Researchers say that the number on your scale may start to go up very soon. We say it doesn't need to be that way.

By Macaela Mackenzie

As anyone who's ever stepped on a scale or slipped into a pair of skinny jeans knows, your weight tends to fluctuate throughout the year. (See: post-vacation versus post-"raw food kick.") But according to a new study from Cornell University, right now, you weigh the least you'll weigh all year, and your pants are about to start feeling tighter as you inch toward the holidays.

To determine when you're most likely to be at your lightest, researchers weighed more than 3,000 people in the U.S., Germany, and Japan over a period of 12 months. They found that the average person is at their lowest weight during this time of year, and you can blame that on the seasonal shift. Swimsuit season has officially come to a close for most people. And you're being slowly reeled into holiday munching with the onslaught of pumpkin spice treats, so it's not hard to see why the shift happens. (You can avoid the roller coaster that is holiday weight gain; follow these tips from trainers and nutritionists.) According to the findings, American scales get a 0.2 percent bump during Thanksgiving and another 0.4 percent hike at Christmas. That might not sound like a lot, but the study also found it takes a long time to shed those extra pounds-people didn't lose the extra holiday weight until May. That slim-down continues through November when we start the general cycle all over again.

The best way to break the pattern is by getting out in front of it. That means setting your health goals for the season while you're still ahead. Step one is committing to a doable fitness routine that will work for you even throughout the craziness of the holidays. "While exercise may be the first thing to go when you get busy, it's important to stick to your workout schedule," says Alissa Rumsey, M.S., R.D., C.S.C.S., spokesperson for the Academy of Nutrition and Dietetics. (Don't let the hurdles of cold weather and busy holiday schedules get the best of you. Here's how to outsmart your winter workout slump.)

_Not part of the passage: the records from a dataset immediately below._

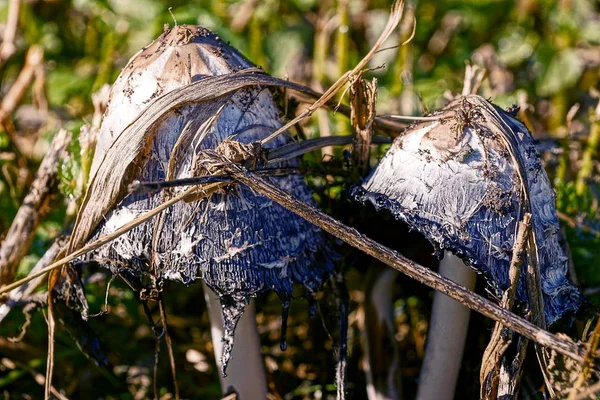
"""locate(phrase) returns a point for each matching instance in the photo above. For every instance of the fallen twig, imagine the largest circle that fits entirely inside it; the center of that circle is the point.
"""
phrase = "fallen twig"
(26, 289)
(34, 207)
(490, 365)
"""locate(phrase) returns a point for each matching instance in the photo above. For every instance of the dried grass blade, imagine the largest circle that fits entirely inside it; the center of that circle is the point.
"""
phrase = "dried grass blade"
(392, 23)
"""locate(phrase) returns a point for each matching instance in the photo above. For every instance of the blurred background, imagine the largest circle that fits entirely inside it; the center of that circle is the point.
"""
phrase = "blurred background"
(542, 55)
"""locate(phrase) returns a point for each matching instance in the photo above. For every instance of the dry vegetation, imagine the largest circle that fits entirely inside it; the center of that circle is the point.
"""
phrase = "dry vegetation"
(56, 57)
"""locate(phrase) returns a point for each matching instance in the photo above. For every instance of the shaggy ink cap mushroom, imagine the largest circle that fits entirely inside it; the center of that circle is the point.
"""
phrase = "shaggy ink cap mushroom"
(239, 242)
(454, 180)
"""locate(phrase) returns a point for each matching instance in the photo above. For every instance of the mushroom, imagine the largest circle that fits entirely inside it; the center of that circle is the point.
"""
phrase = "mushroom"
(463, 178)
(238, 242)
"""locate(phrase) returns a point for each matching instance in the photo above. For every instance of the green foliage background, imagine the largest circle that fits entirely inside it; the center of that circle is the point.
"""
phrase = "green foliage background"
(546, 59)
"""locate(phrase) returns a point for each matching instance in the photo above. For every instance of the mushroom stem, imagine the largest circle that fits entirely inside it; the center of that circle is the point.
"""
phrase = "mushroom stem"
(382, 361)
(246, 373)
(447, 334)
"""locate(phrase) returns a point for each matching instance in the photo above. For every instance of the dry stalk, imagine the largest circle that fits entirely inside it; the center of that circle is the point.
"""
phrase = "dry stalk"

"Schedule time into your calendar for working out, and be specific with what you're going to do. Instead of saying 'I'm going to work out this week,' try 'I'm going to work out Monday, Wednesday, and Friday and do a 30-minute workout each time.'" To make that plan easier to stick to, grab your gym buddy and sign up for a race in December or January. Not only will you have an excuse to keep up with your training, you'll also have someone keeping you accountable when you're tempted to skip your gym sesh for one of the dozens of holiday parties on your calendar.

Secondly, you should stick to regular meal habits, says Rumsey. It can be tempting to skip meals in preparation for (or while atoning for) holiday feasting, but that's not really doing your body any favors. "Skipping meals sets you up for fluctuating blood sugar levels, which can make the stress response even worse," she says. "Plus you are more likely to reach the point where you feel so hungry that you'll eat whatever is in front of you and it is harder to make smart choices."

Finally, you should treat yourself-just choose your indulgences wisely. "Instead of wasting calories on foods that you can have at any time of the year, pick items that are truly special and unique to the season, like your grandmother's homemade Christmas cookies," says Rumsey. Most importantly, you should pay attention to your own body. "Many people drink eggnog or eat multiple slices of pie because that's what they think they should do, not because they are actually enjoying it," she says. Pay attention to what you're actually craving and you can beat that holiday weight gain at its silly game. Remember, the easiest way to break the yearly cycle is to not get sucked into it in the first place.